Black castor oil is made from the seeds of the castor oil plant (Ricinus communis), roasted and boiled using a traditional method that gives the oil its distinctive dark color. The plant grows primarily in Africa, South America, and India, and the seeds, often called castor beans, are the sole source of all castor oil varieties. What makes black castor oil different from regular castor oil isn’t the plant itself but how those seeds are processed after harvest.
The Castor Bean Plant
Ricinus communis is a fast-growing tropical plant cultivated commercially for its seeds. Each seed contains a high concentration of oil, roughly 87 to 90 percent of which is ricinoleic acid, a fatty acid rarely found in other plants. The remaining oil is a mix of oleic acid (about 7 percent), linoleic acid (3 percent), and small amounts of palmitic and stearic acids. This unusual fatty acid profile is what gives castor oil its thick, viscous texture and its reputation in hair and skin care.
Raw castor beans do contain ricin, a highly toxic protein. Heat processing destroys it. Research has shown that thermal treatment at high temperatures degrades over 99 percent of ricin in castor material, making the finished oil safe for use.

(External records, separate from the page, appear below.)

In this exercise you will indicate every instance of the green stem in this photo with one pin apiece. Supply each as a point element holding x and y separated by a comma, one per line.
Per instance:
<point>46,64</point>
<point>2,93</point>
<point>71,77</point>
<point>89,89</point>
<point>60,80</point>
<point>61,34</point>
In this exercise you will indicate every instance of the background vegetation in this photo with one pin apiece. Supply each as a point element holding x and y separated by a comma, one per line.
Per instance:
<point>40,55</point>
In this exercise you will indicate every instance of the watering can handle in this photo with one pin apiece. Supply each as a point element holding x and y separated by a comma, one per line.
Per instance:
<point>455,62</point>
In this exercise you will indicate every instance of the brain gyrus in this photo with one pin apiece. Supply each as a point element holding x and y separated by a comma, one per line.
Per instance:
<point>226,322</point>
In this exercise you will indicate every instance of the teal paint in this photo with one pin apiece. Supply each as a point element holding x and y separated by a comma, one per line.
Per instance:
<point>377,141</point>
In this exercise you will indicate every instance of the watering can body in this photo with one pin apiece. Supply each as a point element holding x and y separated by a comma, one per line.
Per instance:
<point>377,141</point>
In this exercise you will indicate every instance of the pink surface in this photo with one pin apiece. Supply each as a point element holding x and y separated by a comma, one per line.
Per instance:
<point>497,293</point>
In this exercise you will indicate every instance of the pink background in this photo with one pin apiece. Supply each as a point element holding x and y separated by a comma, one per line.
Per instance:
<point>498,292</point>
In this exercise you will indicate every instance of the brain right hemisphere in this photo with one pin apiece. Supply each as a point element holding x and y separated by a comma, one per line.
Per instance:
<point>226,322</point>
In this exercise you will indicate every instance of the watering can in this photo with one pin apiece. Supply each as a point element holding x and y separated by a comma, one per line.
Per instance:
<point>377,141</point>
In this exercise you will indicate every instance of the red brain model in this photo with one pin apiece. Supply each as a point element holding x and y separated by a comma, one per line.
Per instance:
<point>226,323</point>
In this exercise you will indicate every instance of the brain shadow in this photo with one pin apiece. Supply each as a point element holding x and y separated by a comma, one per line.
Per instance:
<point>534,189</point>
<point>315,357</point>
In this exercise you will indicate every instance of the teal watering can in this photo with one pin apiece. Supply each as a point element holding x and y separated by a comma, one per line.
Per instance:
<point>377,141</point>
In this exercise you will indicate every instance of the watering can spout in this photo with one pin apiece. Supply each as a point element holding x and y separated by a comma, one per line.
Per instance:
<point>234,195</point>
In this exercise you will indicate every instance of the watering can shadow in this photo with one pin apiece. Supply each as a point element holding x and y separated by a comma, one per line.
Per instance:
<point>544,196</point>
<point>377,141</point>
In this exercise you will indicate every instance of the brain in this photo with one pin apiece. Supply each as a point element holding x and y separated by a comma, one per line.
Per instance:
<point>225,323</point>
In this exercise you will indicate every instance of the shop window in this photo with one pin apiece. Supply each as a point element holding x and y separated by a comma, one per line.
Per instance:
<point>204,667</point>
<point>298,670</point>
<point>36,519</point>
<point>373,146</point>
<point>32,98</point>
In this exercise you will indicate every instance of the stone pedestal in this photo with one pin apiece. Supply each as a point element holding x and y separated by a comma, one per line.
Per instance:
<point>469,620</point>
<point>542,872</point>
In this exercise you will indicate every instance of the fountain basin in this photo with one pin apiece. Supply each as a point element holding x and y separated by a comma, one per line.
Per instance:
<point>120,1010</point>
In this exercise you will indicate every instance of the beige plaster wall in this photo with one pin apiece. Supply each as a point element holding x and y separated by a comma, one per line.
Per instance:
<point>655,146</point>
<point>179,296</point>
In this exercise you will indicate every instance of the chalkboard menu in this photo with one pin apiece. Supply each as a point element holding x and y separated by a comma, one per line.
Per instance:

Both the roasting step in black castor oil production and the pressing and refining steps in conventional production effectively eliminate ricin from the final product.
How Black Castor Oil Is Made
The production process is what sets black castor oil apart. Traditional methods, practiced for generations in Jamaica and Haiti, follow a four-step sequence that looks nothing like the industrial cold-pressing used for regular castor oil.
First, mature castor beans are harvested and sun-dried. Next, the dried beans are roasted, which is the critical step. Roasting darkens the beans and produces ash from the burnt shells. The roasted beans are then crushed or ground into a thick paste, which is slowly boiled in water. As the mixture heats, the oil rises to the surface and is skimmed off, then filtered and purified.
That ash from the roasting process doesn’t just change the color. It stays partially incorporated in the final oil, giving black castor oil its dark brown to black appearance and a faintly smoky scent. It also shifts the oil’s chemistry in a meaningful way, raising its pH from a mildly acidic level to an alkaline one.
Black Castor Oil vs. Regular Castor Oil
Regular castor oil is extracted by cold-pressing raw castor beans without heat or chemicals. The result is a pale yellow oil with a smooth texture and a pH around 4.5 to 5.5, which is slightly acidic and close to your skin’s natural pH. Black castor oil, because of the ash content, has a significantly higher pH. Jamaican black castor oil typically lands around pH 9, which is highly alkaline. Haitian black castor oil tends to be milder, sitting around pH 7 to 8.
This pH difference matters for how each version interacts with hair and skin. The alkaline nature of black castor oil can help open the hair cuticle, which is why many people find it more effective for deep conditioning or scalp treatments. Regular castor oil, being closer to neutral, tends to sit on the surface and work more as a sealant.
The core fatty acid content is essentially the same in both versions, since they come from the same seed. Both are dominated by ricinoleic acid at roughly 87 to 90 percent. The practical differences come down to the ash, the pH, and the texture. Black castor oil is generally thicker and grittier, while cold-pressed castor oil is smoother and lighter in consistency.
Jamaican vs. Haitian Varieties
The two most common types of black castor oil come from Jamaica and Haiti, and while the base process is similar, there are notable differences. Jamaican black castor oil uses a more intense roasting method, which produces more ash and results in a darker oil with a higher alkaline pH of around 9. Haitian black castor oil, sometimes called lwil maskriti, uses a gentler roast and often incorporates additional ingredients during processing. Its pH is milder at around 7 to 8, making it less likely to irritate sensitive scalps.
Both varieties are considered traditional products with long histories of use in their respective cultures, particularly for hair growth, scalp health, and skin moisturizing.
What Gives It Its Properties
The dominant component in black castor oil, ricinoleic acid, is responsible for most of its functional benefits. This fatty acid has strong moisturizing properties because of its chemical structure, which allows it to attract and hold water. It also has anti-inflammatory effects, which is why castor oil has historically been used for joint pain and skin irritation.
Proteins found in castor seeds have demonstrated antimicrobial activity against several common bacteria, including Staphylococcus aureus and E. coli. While the finished oil is not a concentrated source of these proteins, the broader castor plant has a well-documented history of antimicrobial use in traditional medicine. The ash content in black castor oil may add its own mild cleansing effect, helping to remove buildup from the scalp and hair.
The combination of high ricinoleic acid content, alkaline pH from the ash, and thick consistency makes black castor oil particularly popular as a scalp treatment and hair oil. The alkaline environment helps the oil penetrate rather than just coat, while the fatty acids provide moisture once absorbed.